Note for couse DL 3: Structuring ML Projects

Anh-Thi Dinh
This is my note for the course (Structuring Machine Learning Projects). The codes in this note are rewritten to be more clear and concise.
This course will give you some strategies to help analyze your problem to go in a direction that will help you get better results.

Introduction to ML Strategy

Why ML strategy?

  • "ML strategy" = How to structure your ML project?
  • Ideas to improve your ML systems:
      1. Collect more data.
      1. Collect more diverse training set.
      1. Train algorithm longer with gradient descent.
      1. Try different optimization algorithm (e.g. Adam).
      1. Try bigger network.
      1. Try smaller network.
      1. Try dropout.
      1. Add L2 regularization.
      1. Change network architecture (activation functions, # of hidden units, etc.)
  • However, don't spend too much time to do one of above things, we need to go right direction!

Orthogonalization

  • In orthogonalization, you have some controls, but each control does a specific task and doesn't affect other controls.
  • Chain of assumptions in ML:
      1. You'll have to fit training set well on cost function (near human level performance if possible).
    • If it's not achieved you could try bigger network, another optimization algorithm (like Adam)...
      1. Fit dev set well on cost function.
    • If its not achieved you could try regularization, bigger training set...
      1. Fit test set well on cost function.
    • If its not achieved you could try bigger dev. set...
      1. Performs well in real world.
    • If its not achieved you could try change dev. set, change cost function...

Setting up your goal

Single number evaluation metric

  • Advice: It's better and faster to set a single number evaluation metric for your project before you start it.
  • Example: instead of using both precision and recall, just use f1. Check this note.
  • Dev set + single row number evaluation metric → enough to make a choice!

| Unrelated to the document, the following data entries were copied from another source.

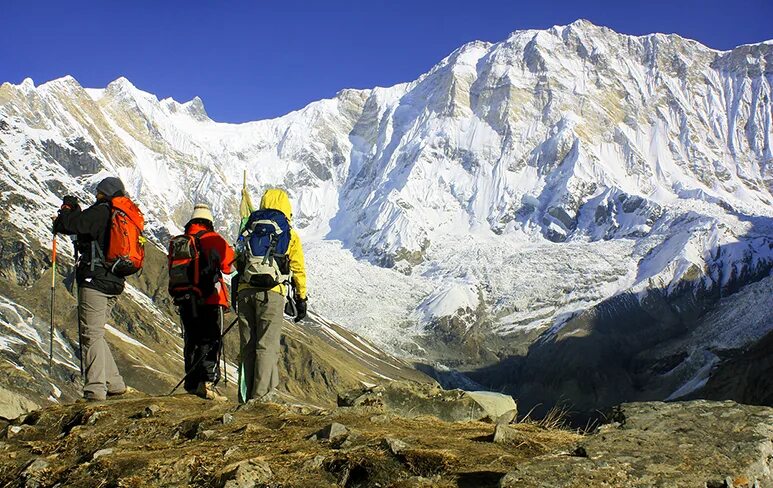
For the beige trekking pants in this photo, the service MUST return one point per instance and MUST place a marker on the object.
(260, 328)
(102, 374)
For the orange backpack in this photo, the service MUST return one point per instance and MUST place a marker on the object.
(126, 245)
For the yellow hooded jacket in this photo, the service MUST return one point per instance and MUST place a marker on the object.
(277, 199)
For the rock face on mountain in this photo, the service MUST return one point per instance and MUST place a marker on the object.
(186, 441)
(565, 181)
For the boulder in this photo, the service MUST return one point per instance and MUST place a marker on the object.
(495, 404)
(395, 446)
(249, 473)
(697, 443)
(504, 434)
(330, 432)
(409, 400)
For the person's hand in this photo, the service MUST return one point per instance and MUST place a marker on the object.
(69, 202)
(235, 292)
(300, 308)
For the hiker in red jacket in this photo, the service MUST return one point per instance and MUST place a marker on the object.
(202, 317)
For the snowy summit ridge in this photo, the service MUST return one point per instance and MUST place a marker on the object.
(511, 186)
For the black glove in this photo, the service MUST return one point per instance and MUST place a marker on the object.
(300, 307)
(69, 203)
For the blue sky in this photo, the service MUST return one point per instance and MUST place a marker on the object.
(260, 59)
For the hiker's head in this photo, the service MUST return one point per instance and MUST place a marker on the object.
(110, 187)
(277, 199)
(202, 215)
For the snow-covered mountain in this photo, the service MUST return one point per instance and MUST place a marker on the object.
(507, 191)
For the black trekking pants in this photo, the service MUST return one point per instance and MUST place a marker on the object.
(201, 332)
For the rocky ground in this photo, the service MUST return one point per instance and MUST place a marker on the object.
(185, 441)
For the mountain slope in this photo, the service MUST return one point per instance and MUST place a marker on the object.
(457, 217)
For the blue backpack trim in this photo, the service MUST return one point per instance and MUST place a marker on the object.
(259, 236)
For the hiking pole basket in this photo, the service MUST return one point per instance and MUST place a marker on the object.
(193, 366)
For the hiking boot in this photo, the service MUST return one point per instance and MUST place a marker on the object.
(89, 399)
(209, 392)
(126, 389)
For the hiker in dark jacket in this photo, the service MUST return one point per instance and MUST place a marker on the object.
(98, 288)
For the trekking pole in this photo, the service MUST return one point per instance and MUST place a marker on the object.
(222, 350)
(76, 287)
(193, 366)
(53, 284)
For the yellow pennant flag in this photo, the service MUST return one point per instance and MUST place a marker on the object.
(245, 206)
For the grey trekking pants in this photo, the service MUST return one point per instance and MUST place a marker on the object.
(102, 374)
(260, 328)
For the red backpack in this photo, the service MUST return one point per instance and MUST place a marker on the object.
(126, 245)
(191, 274)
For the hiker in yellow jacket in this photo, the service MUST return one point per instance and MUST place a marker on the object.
(271, 253)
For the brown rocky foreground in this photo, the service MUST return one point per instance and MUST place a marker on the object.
(185, 441)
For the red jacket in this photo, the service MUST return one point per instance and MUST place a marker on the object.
(209, 242)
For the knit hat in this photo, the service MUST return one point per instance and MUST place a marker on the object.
(202, 211)
(111, 187)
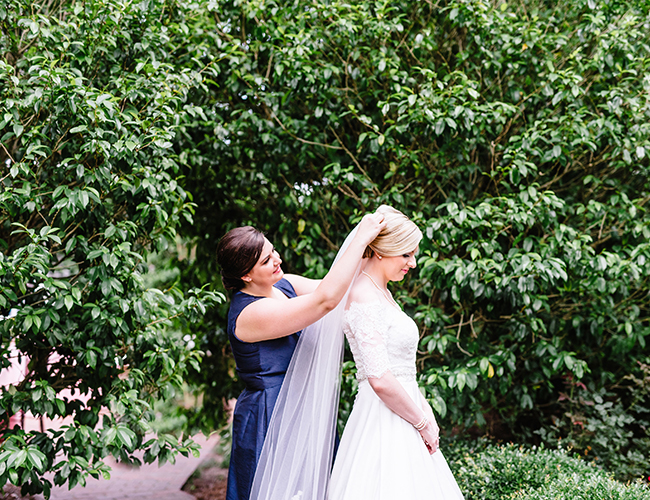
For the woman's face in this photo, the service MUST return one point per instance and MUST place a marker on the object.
(396, 268)
(267, 270)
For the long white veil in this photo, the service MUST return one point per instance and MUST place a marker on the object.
(297, 455)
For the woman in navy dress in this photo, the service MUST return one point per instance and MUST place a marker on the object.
(268, 310)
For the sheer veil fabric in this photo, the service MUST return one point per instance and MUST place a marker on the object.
(296, 459)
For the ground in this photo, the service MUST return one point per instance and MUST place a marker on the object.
(209, 481)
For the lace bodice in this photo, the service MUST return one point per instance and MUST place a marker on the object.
(381, 338)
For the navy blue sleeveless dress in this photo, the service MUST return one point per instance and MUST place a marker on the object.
(262, 366)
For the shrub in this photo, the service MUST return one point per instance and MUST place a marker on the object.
(90, 185)
(485, 472)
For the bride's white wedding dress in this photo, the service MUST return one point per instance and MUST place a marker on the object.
(381, 456)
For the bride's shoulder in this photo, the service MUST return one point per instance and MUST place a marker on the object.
(363, 293)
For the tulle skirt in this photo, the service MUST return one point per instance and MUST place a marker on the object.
(382, 457)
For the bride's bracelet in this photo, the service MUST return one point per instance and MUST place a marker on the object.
(421, 424)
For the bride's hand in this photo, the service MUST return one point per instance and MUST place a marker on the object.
(369, 227)
(431, 436)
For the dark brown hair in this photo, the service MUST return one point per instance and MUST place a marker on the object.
(237, 253)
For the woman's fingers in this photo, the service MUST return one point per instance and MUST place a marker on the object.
(370, 227)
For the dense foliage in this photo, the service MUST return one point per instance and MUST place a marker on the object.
(511, 472)
(89, 186)
(517, 137)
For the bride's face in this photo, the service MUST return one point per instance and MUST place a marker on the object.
(395, 268)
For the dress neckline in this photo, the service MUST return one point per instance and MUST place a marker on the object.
(377, 303)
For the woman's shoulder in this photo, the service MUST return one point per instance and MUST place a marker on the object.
(363, 292)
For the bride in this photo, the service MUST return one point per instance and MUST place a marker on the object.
(389, 448)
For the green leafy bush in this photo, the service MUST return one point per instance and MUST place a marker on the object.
(587, 487)
(516, 135)
(90, 185)
(487, 471)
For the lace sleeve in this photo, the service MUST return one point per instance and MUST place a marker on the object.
(367, 331)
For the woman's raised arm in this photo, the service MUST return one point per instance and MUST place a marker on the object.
(269, 318)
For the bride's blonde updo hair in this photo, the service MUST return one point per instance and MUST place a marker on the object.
(400, 235)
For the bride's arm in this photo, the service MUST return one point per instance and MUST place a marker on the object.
(302, 285)
(391, 392)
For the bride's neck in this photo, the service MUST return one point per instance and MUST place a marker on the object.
(373, 268)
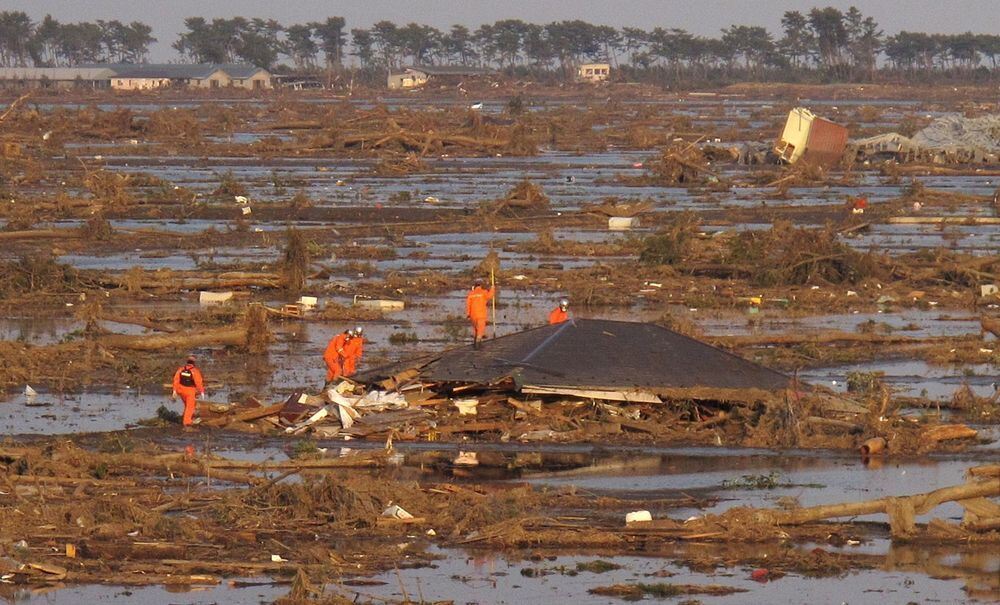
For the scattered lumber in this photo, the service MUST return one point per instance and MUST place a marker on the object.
(221, 336)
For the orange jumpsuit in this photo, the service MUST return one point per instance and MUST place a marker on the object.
(475, 309)
(188, 383)
(334, 356)
(353, 351)
(557, 316)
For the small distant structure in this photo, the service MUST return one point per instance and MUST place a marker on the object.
(593, 72)
(297, 81)
(420, 75)
(150, 76)
(811, 139)
(55, 77)
(141, 76)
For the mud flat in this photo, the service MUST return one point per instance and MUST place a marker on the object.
(123, 209)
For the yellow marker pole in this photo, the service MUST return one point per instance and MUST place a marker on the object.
(493, 288)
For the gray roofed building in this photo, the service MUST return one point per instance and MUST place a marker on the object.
(173, 71)
(61, 77)
(600, 355)
(451, 70)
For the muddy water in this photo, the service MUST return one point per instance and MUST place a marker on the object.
(149, 595)
(482, 578)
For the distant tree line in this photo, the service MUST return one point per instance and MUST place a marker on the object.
(51, 43)
(824, 42)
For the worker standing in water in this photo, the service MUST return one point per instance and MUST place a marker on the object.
(354, 348)
(475, 309)
(188, 384)
(335, 354)
(560, 313)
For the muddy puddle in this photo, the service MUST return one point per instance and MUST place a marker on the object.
(235, 590)
(482, 578)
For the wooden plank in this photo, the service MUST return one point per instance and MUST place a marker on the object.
(472, 427)
(246, 416)
(944, 220)
(626, 396)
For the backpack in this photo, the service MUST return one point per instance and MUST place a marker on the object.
(187, 377)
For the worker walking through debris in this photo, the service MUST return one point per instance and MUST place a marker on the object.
(560, 313)
(188, 384)
(476, 311)
(354, 348)
(334, 356)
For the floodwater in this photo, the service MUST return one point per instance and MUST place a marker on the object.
(149, 595)
(923, 573)
(914, 573)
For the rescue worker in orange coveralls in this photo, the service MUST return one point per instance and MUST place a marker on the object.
(559, 314)
(334, 355)
(353, 350)
(475, 309)
(188, 384)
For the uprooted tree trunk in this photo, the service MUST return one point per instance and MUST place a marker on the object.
(172, 280)
(201, 338)
(901, 510)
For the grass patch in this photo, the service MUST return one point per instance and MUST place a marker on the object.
(597, 566)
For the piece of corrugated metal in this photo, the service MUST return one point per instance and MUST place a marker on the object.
(826, 143)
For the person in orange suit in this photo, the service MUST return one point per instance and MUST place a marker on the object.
(334, 355)
(353, 350)
(559, 314)
(188, 384)
(475, 309)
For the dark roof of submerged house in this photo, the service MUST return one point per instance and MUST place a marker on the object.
(181, 71)
(451, 70)
(602, 355)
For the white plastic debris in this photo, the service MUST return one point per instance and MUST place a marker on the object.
(466, 459)
(623, 223)
(214, 298)
(638, 516)
(467, 407)
(396, 511)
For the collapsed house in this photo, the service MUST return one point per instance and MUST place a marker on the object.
(952, 139)
(420, 75)
(591, 359)
(810, 139)
(638, 374)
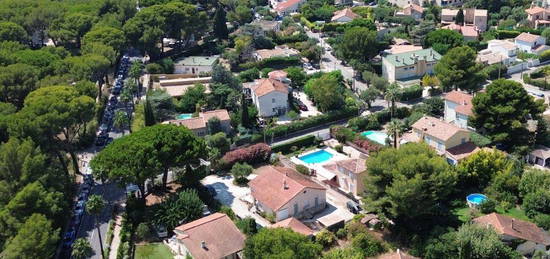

Satisfying and Optimizing metric

  • It's difficult to set all parameters to a single row number evaluation metric → set up (many) satisfying + (one) optimizing matrix.
    • Satisfying (use threshold): satisfying this is enough.
    • Optimizing: more important, it's accuracy!
  • Example: call "Hi Siri",
    • Accuracy: is it awoken? → optimizing
    • False positive: it's awoken but we don't call it! → set the satisfying as less then 1 false positive per day!

Train/dev/test distributions

  • The way we set the distribution of train / dev / test sets can impact much on the running time.
  • Dev set = developement set / hold out cross validation set.
  • Advice: Make dev set and test set come from the same distribution!

Size of the dev and test sets

  • Old (less data, <100000): 70% train - 30% test or something like that.
  • Now (big data): 98% - 1% - 1%.
  • Test set: set your test set to be big enough to give high confiance in the overall performance of your system.

When to change dev/test sets and metrics

  • Sometimes, we put our target a wrong place → should change metric!
  • Example: cat classification,
    • Algo A: 3% error but contains porn → train / test error like this!
    • Algo B: 5% error but no porn → human like this!
  • This is actually an example of an orthogonalization where you should take a machine learning problem and break it into distinct steps:
      1. Figure out how to define a metric that captures what you want to do (place the target).
      1. Worry about how to actually do well on this metric (how to aim/shoot accurately at the target).
  • Conclusion: if doing well on your metric + dev/test set doesn't correspond to doing well in your application, change your metric and/or dev/test set.

Comparing to human-level performance

Why human-level performance?

  • Reasons:
      1. ML algos are now work better & easier (than the past) → only them is not enough → need human-level performance (HLP).
      1. Workflow of building ML system → wanna more efficient? → try to do something that human can also do.
  • Bayes error = best possible error (theory).
  • After surpassing HLP, it's slow down, why?
      1. HLP is very closed to Bayes optimal error. Ex: we can recognize things in blur.
      1. Whenever under HLP, there are certain tools to use to improve the performance but there is no tool to do after surpassing HLP.
  • So long as ML is worse than HLP, you can:
    • Get labeled data from human.
    • Gain insight from manual error analysis: why did a person get this right?
    • Better analysis of bias / variance.

Avoidable bias

  • Sometimes we don't want algo works TOO WELL on the training set → use HLP.
  • Example: cat recognition gives 2 different results (but the same gap between train & test)
      1. Big gap between train and human. → focus on reducing bias (bigger NN, run training longer,...) → Underfitting!
        1. Humans
          1%
          1%
          Training error
          8%
          8%
          Dev Error
          10%
          10%
      1. Small gap between train and human. → focus on reducing varianceOverfitting!
        1. Humans
          1%
          7.5%
          Training error
          8%
          8%
          Dev Error
          10%
          10%
  • Based on the human error → decide whether high/low error → bias / variance reduction!
  • Gap between human & training → Avoidable bias.
  • Gap between training & test → Variance!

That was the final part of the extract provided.